Claude Deschênes collabore à Avenues.ca depuis 2016. Journaliste depuis 1976, il a fait la majeure partie de sa carrière (1980-2013) à l’emploi de la Société Radio-Canada, où il a couvert la scène culturelle pour le Téléjournal et le Réseau de l’information (RDI). De 2014 à 2020, il a été le correspondant de l’émission Télématin de la chaîne de télévision publique française France 2.On lui doit également le livre Tous pour un Quartier des spectacles publié en 2018 aux Éditions La Presse.

Ennio: 156 minutes… de bonheur!

À mon tour de vous emmener en Italie cette semaine. Guidé par le réalisateur Giuseppe Tornatore, je vous propose un voyage dans l’univers du grand compositeur Ennio Morricone.
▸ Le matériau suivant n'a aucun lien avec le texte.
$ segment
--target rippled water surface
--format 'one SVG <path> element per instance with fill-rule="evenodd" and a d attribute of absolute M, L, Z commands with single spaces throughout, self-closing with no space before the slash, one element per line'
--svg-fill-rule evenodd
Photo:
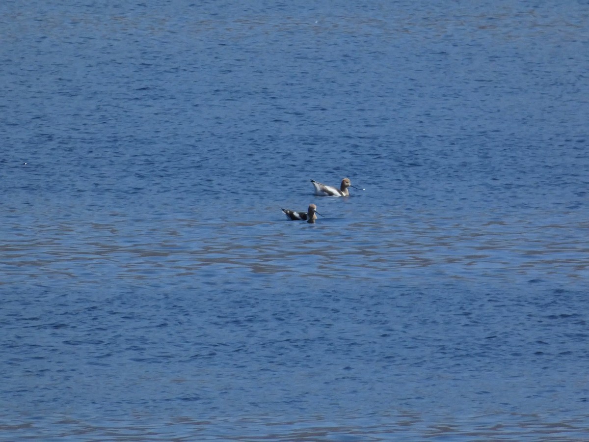
<path fill-rule="evenodd" d="M 0 438 L 589 437 L 587 2 L 0 12 Z"/>

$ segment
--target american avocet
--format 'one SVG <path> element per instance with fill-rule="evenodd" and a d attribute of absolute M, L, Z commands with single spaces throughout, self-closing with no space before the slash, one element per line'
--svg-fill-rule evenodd
<path fill-rule="evenodd" d="M 286 217 L 292 221 L 306 221 L 309 224 L 315 224 L 315 220 L 317 219 L 317 215 L 316 213 L 319 213 L 321 215 L 319 212 L 317 211 L 317 206 L 314 204 L 309 204 L 309 211 L 308 212 L 294 212 L 294 210 L 289 210 L 288 209 L 282 209 L 284 215 L 286 215 Z M 323 216 L 323 215 L 321 215 Z"/>
<path fill-rule="evenodd" d="M 353 187 L 359 190 L 364 190 L 352 186 L 349 178 L 344 178 L 342 180 L 342 185 L 339 189 L 332 187 L 331 186 L 326 186 L 321 183 L 317 183 L 315 180 L 311 180 L 311 182 L 313 183 L 313 186 L 315 188 L 315 194 L 319 196 L 349 196 L 350 192 L 348 190 L 348 187 Z"/>

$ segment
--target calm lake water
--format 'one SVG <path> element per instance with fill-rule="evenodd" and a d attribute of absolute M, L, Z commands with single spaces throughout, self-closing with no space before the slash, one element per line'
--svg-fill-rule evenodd
<path fill-rule="evenodd" d="M 54 3 L 0 5 L 0 438 L 589 438 L 589 2 Z"/>

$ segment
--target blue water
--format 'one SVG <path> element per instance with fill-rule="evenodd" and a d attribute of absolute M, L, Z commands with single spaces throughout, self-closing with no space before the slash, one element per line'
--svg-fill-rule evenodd
<path fill-rule="evenodd" d="M 430 4 L 2 3 L 0 438 L 589 438 L 589 4 Z"/>

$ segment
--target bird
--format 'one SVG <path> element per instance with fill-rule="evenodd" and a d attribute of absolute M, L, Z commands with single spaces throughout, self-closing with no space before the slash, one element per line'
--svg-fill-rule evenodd
<path fill-rule="evenodd" d="M 316 213 L 321 215 L 317 211 L 317 206 L 314 204 L 309 204 L 309 210 L 307 212 L 294 212 L 294 210 L 289 210 L 288 209 L 282 209 L 281 210 L 286 215 L 287 219 L 291 221 L 306 221 L 309 224 L 315 223 L 315 220 L 317 219 Z M 323 215 L 321 216 L 323 216 Z"/>
<path fill-rule="evenodd" d="M 319 196 L 349 196 L 350 192 L 348 190 L 348 187 L 353 187 L 359 190 L 364 190 L 352 186 L 349 178 L 344 178 L 342 180 L 342 185 L 339 189 L 331 186 L 326 186 L 321 183 L 317 183 L 315 180 L 311 180 L 311 182 L 313 183 L 313 186 L 315 188 L 315 194 Z"/>

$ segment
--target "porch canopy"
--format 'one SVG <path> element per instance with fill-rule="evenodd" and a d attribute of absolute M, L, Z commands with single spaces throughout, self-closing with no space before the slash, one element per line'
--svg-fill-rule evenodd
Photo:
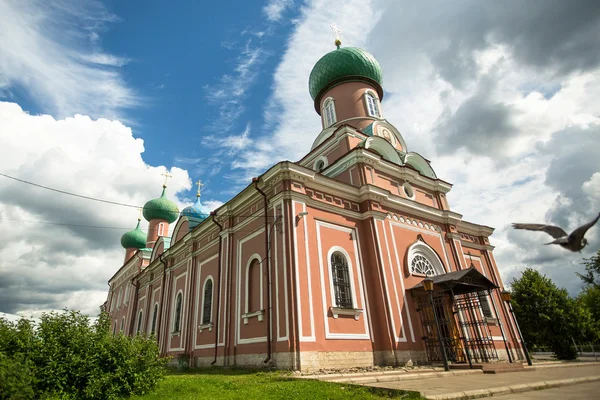
<path fill-rule="evenodd" d="M 481 292 L 496 289 L 498 286 L 486 278 L 475 267 L 461 269 L 460 271 L 448 272 L 442 275 L 432 276 L 433 290 L 436 292 L 452 291 L 456 294 Z M 425 292 L 423 282 L 419 282 L 411 288 L 415 294 Z"/>

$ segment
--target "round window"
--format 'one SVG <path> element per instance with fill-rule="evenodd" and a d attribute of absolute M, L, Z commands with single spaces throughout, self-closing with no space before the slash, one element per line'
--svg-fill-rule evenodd
<path fill-rule="evenodd" d="M 404 191 L 404 194 L 406 195 L 406 197 L 411 198 L 411 199 L 413 199 L 415 197 L 415 190 L 410 185 L 410 183 L 405 182 L 404 185 L 402 185 L 402 190 Z"/>

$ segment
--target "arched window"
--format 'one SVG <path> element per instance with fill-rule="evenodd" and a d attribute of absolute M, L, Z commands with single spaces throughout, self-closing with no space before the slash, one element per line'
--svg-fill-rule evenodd
<path fill-rule="evenodd" d="M 248 266 L 246 281 L 246 313 L 252 313 L 261 309 L 261 275 L 260 261 L 255 258 Z"/>
<path fill-rule="evenodd" d="M 352 304 L 352 285 L 348 260 L 339 251 L 331 255 L 331 277 L 335 306 L 339 308 L 354 308 Z"/>
<path fill-rule="evenodd" d="M 375 97 L 371 92 L 365 93 L 365 101 L 367 103 L 367 114 L 371 117 L 381 118 L 381 112 L 379 111 L 379 99 Z"/>
<path fill-rule="evenodd" d="M 210 324 L 212 317 L 212 279 L 208 278 L 204 284 L 204 298 L 202 300 L 202 325 Z"/>
<path fill-rule="evenodd" d="M 410 262 L 410 272 L 425 276 L 435 275 L 435 269 L 433 268 L 433 265 L 422 254 L 415 254 Z"/>
<path fill-rule="evenodd" d="M 138 329 L 137 329 L 137 334 L 140 334 L 140 330 L 142 328 L 142 317 L 144 316 L 144 312 L 142 310 L 140 310 L 140 313 L 138 314 Z"/>
<path fill-rule="evenodd" d="M 419 276 L 434 276 L 446 273 L 442 261 L 435 251 L 422 241 L 408 249 L 408 273 Z"/>
<path fill-rule="evenodd" d="M 336 123 L 337 119 L 335 116 L 335 103 L 331 97 L 323 102 L 321 115 L 323 116 L 323 125 L 325 128 L 329 128 L 331 125 Z"/>
<path fill-rule="evenodd" d="M 173 318 L 173 332 L 181 331 L 181 303 L 183 301 L 183 294 L 180 292 L 177 294 L 177 300 L 175 300 L 175 315 Z"/>
<path fill-rule="evenodd" d="M 156 332 L 156 318 L 158 317 L 158 303 L 154 305 L 154 311 L 152 312 L 152 325 L 150 325 L 150 333 Z"/>

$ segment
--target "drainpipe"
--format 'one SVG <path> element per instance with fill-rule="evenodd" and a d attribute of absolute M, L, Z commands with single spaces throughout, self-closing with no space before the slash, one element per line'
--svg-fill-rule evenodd
<path fill-rule="evenodd" d="M 160 316 L 161 314 L 163 314 L 164 310 L 165 310 L 165 298 L 166 298 L 166 292 L 167 292 L 167 262 L 165 260 L 163 260 L 163 255 L 161 254 L 160 256 L 158 256 L 158 260 L 162 263 L 163 265 L 163 282 L 162 282 L 162 301 L 160 302 L 160 312 L 157 313 L 157 318 L 158 316 Z M 154 312 L 154 311 L 153 311 Z M 165 315 L 164 318 L 166 318 L 167 316 Z M 162 329 L 162 320 L 164 318 L 158 318 L 158 326 L 156 327 L 156 336 L 157 336 L 157 341 L 158 341 L 158 346 L 160 349 L 160 341 L 161 339 L 163 339 L 160 336 L 160 330 Z"/>
<path fill-rule="evenodd" d="M 210 365 L 215 365 L 217 363 L 217 352 L 219 349 L 219 313 L 220 313 L 220 307 L 221 307 L 221 269 L 223 267 L 223 265 L 221 264 L 221 253 L 222 253 L 222 248 L 223 248 L 223 238 L 221 237 L 221 232 L 223 232 L 223 225 L 221 225 L 218 221 L 217 221 L 217 212 L 213 211 L 210 213 L 210 216 L 213 218 L 213 222 L 215 223 L 215 225 L 217 225 L 219 227 L 219 255 L 217 256 L 217 312 L 216 315 L 217 317 L 215 318 L 215 359 L 213 360 L 213 362 L 210 363 Z M 204 296 L 204 293 L 202 294 L 202 296 Z M 225 364 L 225 362 L 223 362 L 223 364 Z"/>
<path fill-rule="evenodd" d="M 269 262 L 269 215 L 267 213 L 267 207 L 269 205 L 267 201 L 267 195 L 265 192 L 260 190 L 258 182 L 260 178 L 252 178 L 254 188 L 263 197 L 263 205 L 265 209 L 265 262 L 267 263 L 267 358 L 264 363 L 268 363 L 271 360 L 271 263 Z"/>

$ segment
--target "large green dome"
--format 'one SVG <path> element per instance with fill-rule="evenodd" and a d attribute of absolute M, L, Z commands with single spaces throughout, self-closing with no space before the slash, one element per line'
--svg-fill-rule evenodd
<path fill-rule="evenodd" d="M 371 54 L 356 47 L 341 47 L 325 54 L 313 67 L 308 80 L 308 90 L 313 100 L 332 84 L 366 80 L 376 83 L 381 92 L 383 74 L 379 63 Z M 381 96 L 382 93 L 380 93 Z"/>
<path fill-rule="evenodd" d="M 146 247 L 146 234 L 140 229 L 140 220 L 134 230 L 121 236 L 121 246 L 125 249 L 143 249 Z"/>
<path fill-rule="evenodd" d="M 166 190 L 167 188 L 163 186 L 163 192 L 158 199 L 150 200 L 144 204 L 144 218 L 146 218 L 146 221 L 164 219 L 171 223 L 179 217 L 179 207 L 167 199 Z"/>

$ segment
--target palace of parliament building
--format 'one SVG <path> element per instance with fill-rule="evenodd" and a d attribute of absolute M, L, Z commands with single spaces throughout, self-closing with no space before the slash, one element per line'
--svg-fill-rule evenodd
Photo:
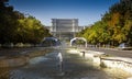
<path fill-rule="evenodd" d="M 78 19 L 52 19 L 52 26 L 46 26 L 59 40 L 70 40 L 84 26 L 78 26 Z"/>

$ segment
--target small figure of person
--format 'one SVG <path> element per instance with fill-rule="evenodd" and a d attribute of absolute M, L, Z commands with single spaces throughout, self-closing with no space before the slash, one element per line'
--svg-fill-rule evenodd
<path fill-rule="evenodd" d="M 58 67 L 59 67 L 59 69 L 61 69 L 61 71 L 62 71 L 62 68 L 63 68 L 63 56 L 62 56 L 62 53 L 58 53 L 57 54 L 57 59 L 58 59 Z"/>

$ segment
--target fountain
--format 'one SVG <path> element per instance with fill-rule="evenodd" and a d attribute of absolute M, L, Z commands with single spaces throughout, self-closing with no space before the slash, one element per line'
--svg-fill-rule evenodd
<path fill-rule="evenodd" d="M 64 72 L 63 72 L 63 56 L 62 56 L 62 53 L 57 54 L 57 59 L 58 59 L 58 69 L 59 69 L 58 76 L 63 76 Z"/>

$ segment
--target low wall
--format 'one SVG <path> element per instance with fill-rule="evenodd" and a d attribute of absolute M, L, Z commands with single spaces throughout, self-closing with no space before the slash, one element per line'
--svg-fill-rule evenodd
<path fill-rule="evenodd" d="M 23 66 L 28 63 L 28 56 L 4 57 L 0 59 L 0 67 L 16 67 Z"/>
<path fill-rule="evenodd" d="M 100 66 L 109 68 L 120 68 L 132 74 L 132 59 L 121 57 L 103 57 Z"/>
<path fill-rule="evenodd" d="M 0 67 L 18 67 L 23 66 L 29 63 L 29 60 L 33 57 L 45 55 L 46 53 L 50 53 L 52 49 L 37 49 L 37 50 L 29 50 L 29 52 L 22 52 L 18 56 L 3 56 L 0 57 Z"/>
<path fill-rule="evenodd" d="M 81 49 L 79 55 L 84 56 L 85 58 L 91 59 L 94 63 L 101 67 L 120 68 L 132 74 L 132 58 L 110 57 L 101 52 Z"/>

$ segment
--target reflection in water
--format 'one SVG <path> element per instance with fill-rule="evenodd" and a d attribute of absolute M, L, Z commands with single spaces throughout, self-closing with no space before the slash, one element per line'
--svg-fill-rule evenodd
<path fill-rule="evenodd" d="M 63 75 L 58 75 L 56 56 L 59 52 L 63 55 Z M 63 48 L 34 57 L 24 67 L 0 68 L 0 79 L 127 79 L 130 76 L 120 69 L 97 67 L 91 60 Z"/>

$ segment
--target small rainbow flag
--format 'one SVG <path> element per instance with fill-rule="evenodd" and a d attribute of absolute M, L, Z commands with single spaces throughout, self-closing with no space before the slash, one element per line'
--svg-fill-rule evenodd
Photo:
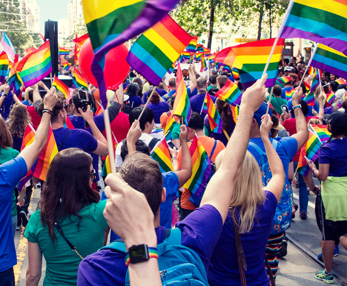
<path fill-rule="evenodd" d="M 65 48 L 59 47 L 59 57 L 62 56 L 68 55 L 70 53 L 70 51 L 68 49 L 66 48 Z"/>
<path fill-rule="evenodd" d="M 192 37 L 167 15 L 134 43 L 127 61 L 149 81 L 158 85 L 191 39 Z M 189 54 L 188 59 L 190 58 Z"/>
<path fill-rule="evenodd" d="M 211 160 L 197 135 L 189 147 L 193 161 L 193 174 L 183 187 L 197 198 L 203 194 L 212 169 Z"/>
<path fill-rule="evenodd" d="M 171 157 L 165 137 L 157 143 L 150 153 L 150 157 L 159 163 L 162 173 L 173 171 Z"/>
<path fill-rule="evenodd" d="M 224 86 L 218 91 L 215 95 L 222 100 L 228 102 L 229 104 L 233 103 L 240 104 L 242 93 L 237 87 L 237 84 L 228 79 Z"/>
<path fill-rule="evenodd" d="M 193 36 L 191 41 L 189 42 L 187 48 L 185 48 L 185 51 L 189 53 L 195 53 L 195 50 L 197 48 L 197 42 L 198 42 L 198 37 Z"/>
<path fill-rule="evenodd" d="M 16 71 L 25 87 L 35 84 L 52 72 L 50 41 L 20 61 Z"/>
<path fill-rule="evenodd" d="M 208 115 L 211 130 L 215 133 L 221 133 L 223 131 L 223 120 L 208 93 L 206 93 L 205 96 L 203 110 L 207 111 Z"/>
<path fill-rule="evenodd" d="M 289 100 L 289 99 L 291 99 L 292 97 L 293 97 L 293 95 L 294 93 L 294 92 L 295 91 L 295 89 L 292 88 L 289 91 L 285 91 L 285 99 L 287 100 Z"/>
<path fill-rule="evenodd" d="M 73 69 L 73 77 L 72 78 L 72 85 L 74 88 L 83 87 L 85 90 L 88 90 L 88 84 L 83 77 L 82 74 L 75 67 Z"/>
<path fill-rule="evenodd" d="M 7 54 L 2 52 L 0 54 L 0 82 L 5 81 L 9 64 L 10 64 L 10 61 L 8 60 Z"/>
<path fill-rule="evenodd" d="M 184 79 L 179 64 L 177 65 L 176 81 L 176 95 L 173 109 L 173 114 L 182 116 L 184 120 L 184 124 L 188 125 L 192 114 L 192 110 L 190 108 L 190 103 L 187 93 Z"/>
<path fill-rule="evenodd" d="M 53 86 L 55 87 L 57 90 L 62 92 L 65 95 L 65 98 L 67 98 L 70 95 L 70 90 L 69 88 L 58 78 L 58 77 L 54 76 L 53 79 Z"/>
Vous serez emporté par les musiques inoubliables qu’il a composées, qu’on pense aux légendaires films The Mission, Cinema Paradiso, 1900, Sacco & Venzetti, Pour une poignée de dollars, et tant d’autres. Morricone est crédité pour au-delà de 500 bandes sonores. Ennio, documentaire en italien avec sous-titres, dure 156 minutes… de bonheur.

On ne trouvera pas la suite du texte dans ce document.